Through the silence there came the cawing of rooks far away among the trees of the park.
Then all at once she heard his sudden exclamation of surprise. He had not seen her at first; he saw her now.
“Dio mio! ella è qui!”
Still she did not turn her head toward him. More than a minute had passed before she heard his slow steps as he approached her. He was beside her for quite as long before he spoke.
“I did not know that you were here,” he said in a low voice. “But I am glad. It is but right that I should say good-bye to you alone.”
Then she looked up.
“Why—why—why?” she cried almost piteously. “Why should you say good-bye? What has made the change in you?”
“It is not I who have changed: it is you,” said he. “I loved the sweet, modest, untarnished jewel of a girl—a pearl hidden away from the sight of men in a dim sea-cave—a violet—ah, I told you how I loved the violet that hides itself from every eye—that was what you were when I loved you, and I hoped to return to your side and find you the same. Well, I return and—ah, where is the exquisite shrinking one that I looked for? Gone—gone—gone for ever, and in her place I find one whose name is in every mouth—not a soft, gentle girl, but a woman who has put her heart into a book—Dio mio! A woman who puts her heart into a book is like a woman who disrobes in a public place—worse—worse—she exposes a heart that should be sacred—feelings that it would be a gross indelicacy to exhibit to the eyes of man!”
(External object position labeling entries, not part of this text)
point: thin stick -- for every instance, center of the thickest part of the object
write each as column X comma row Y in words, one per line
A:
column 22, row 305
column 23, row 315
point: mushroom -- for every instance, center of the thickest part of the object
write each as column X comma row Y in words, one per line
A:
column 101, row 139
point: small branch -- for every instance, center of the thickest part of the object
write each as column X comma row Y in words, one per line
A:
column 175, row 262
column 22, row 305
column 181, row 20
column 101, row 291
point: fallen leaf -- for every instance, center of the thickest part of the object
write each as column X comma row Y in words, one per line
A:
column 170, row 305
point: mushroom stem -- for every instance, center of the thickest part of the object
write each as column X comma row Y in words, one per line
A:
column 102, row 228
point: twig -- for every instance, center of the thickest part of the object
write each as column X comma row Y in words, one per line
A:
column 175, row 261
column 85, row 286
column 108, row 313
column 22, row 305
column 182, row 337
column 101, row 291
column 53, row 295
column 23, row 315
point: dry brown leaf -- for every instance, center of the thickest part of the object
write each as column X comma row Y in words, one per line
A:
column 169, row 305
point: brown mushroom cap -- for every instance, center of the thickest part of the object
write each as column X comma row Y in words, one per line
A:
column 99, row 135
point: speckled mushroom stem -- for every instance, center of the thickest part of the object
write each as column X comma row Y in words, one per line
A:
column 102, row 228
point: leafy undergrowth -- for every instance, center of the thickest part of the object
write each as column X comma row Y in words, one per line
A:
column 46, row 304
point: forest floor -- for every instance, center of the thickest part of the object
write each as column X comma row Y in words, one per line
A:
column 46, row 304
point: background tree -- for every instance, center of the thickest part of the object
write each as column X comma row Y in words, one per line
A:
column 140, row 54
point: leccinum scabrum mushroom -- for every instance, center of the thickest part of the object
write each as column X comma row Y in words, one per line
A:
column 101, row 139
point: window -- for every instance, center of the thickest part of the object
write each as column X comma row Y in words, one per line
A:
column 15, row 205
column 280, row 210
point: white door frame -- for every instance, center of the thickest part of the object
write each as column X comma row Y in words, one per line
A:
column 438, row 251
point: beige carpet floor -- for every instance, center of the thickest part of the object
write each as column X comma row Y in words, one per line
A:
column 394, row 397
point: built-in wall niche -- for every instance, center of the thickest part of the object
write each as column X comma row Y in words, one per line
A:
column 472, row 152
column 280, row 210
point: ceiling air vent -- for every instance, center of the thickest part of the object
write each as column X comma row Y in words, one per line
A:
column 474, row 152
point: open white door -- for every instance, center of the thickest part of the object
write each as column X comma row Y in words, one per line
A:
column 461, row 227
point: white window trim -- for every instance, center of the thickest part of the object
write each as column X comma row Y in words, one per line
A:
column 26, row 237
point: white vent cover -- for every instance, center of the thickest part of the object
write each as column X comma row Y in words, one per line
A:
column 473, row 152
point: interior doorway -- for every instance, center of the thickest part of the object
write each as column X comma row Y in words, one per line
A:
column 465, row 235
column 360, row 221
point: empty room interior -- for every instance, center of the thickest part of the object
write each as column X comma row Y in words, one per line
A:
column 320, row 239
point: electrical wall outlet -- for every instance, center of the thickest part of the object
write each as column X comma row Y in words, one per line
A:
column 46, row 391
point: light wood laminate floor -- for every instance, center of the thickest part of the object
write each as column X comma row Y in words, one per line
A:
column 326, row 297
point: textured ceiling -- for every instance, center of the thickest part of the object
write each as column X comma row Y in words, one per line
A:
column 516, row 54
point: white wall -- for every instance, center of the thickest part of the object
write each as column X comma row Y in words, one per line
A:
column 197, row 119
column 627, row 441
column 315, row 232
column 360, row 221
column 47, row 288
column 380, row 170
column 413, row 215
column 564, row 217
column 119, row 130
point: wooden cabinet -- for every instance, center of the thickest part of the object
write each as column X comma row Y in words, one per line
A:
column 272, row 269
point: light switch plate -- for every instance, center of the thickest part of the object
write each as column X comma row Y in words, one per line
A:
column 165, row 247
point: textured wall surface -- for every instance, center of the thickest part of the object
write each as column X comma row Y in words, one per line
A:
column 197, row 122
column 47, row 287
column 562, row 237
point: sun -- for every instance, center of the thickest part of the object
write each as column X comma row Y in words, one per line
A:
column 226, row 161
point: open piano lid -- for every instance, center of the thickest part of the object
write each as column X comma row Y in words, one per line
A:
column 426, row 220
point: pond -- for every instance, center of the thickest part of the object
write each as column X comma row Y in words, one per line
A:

“And that is how you think of me on account of what I have done?” said she.
“How can I think anything else?” he cried. “I told you that I loved you because you were so unlike others—because you were like a child for timidity and innocence of the world. I told you on that last evening we were together how greatly I admired the act of Miss Linley in turning her back upon the platform where she had sung and vowing never to return to it—that was what I told you I loved—I who have seen how the nature—the womanly charm of every woman suffers by reason of her appealing to the public for money—for applause. That beautiful creature forsook the platform before it was too late—before the evil influence could work her ruin. But you—what do I hear the day I return to England?—you have put your heart—your soul, into a book that causes your name to be tossed about from mouth to mouth—Fanny Burney—Fanny Burney—Fanny Burney—I hear that name, which I regarded as sacred, spoken as freely as men speak the name of their Kitty Fisher—their Polly Kennedy—their Fanny Abington! These are public characters—so are you—oh, my God! so are you. You should have heard how you were discussed in that room behind us before you arrived to-day—that gross man Johnson—he called you by a dozen pet names as if he had a right—'Fan'—'Fannikin'—I know not what—' a shy rogue '—that was another! They laughed! They did not see the degradation of it. You were a toy of the public—the vulgar crowd! Ah, you saw how that gross man, who fed himself as a wolf, tucked you under his arm and the others only smiled! Oh, I was shocked—shocked!”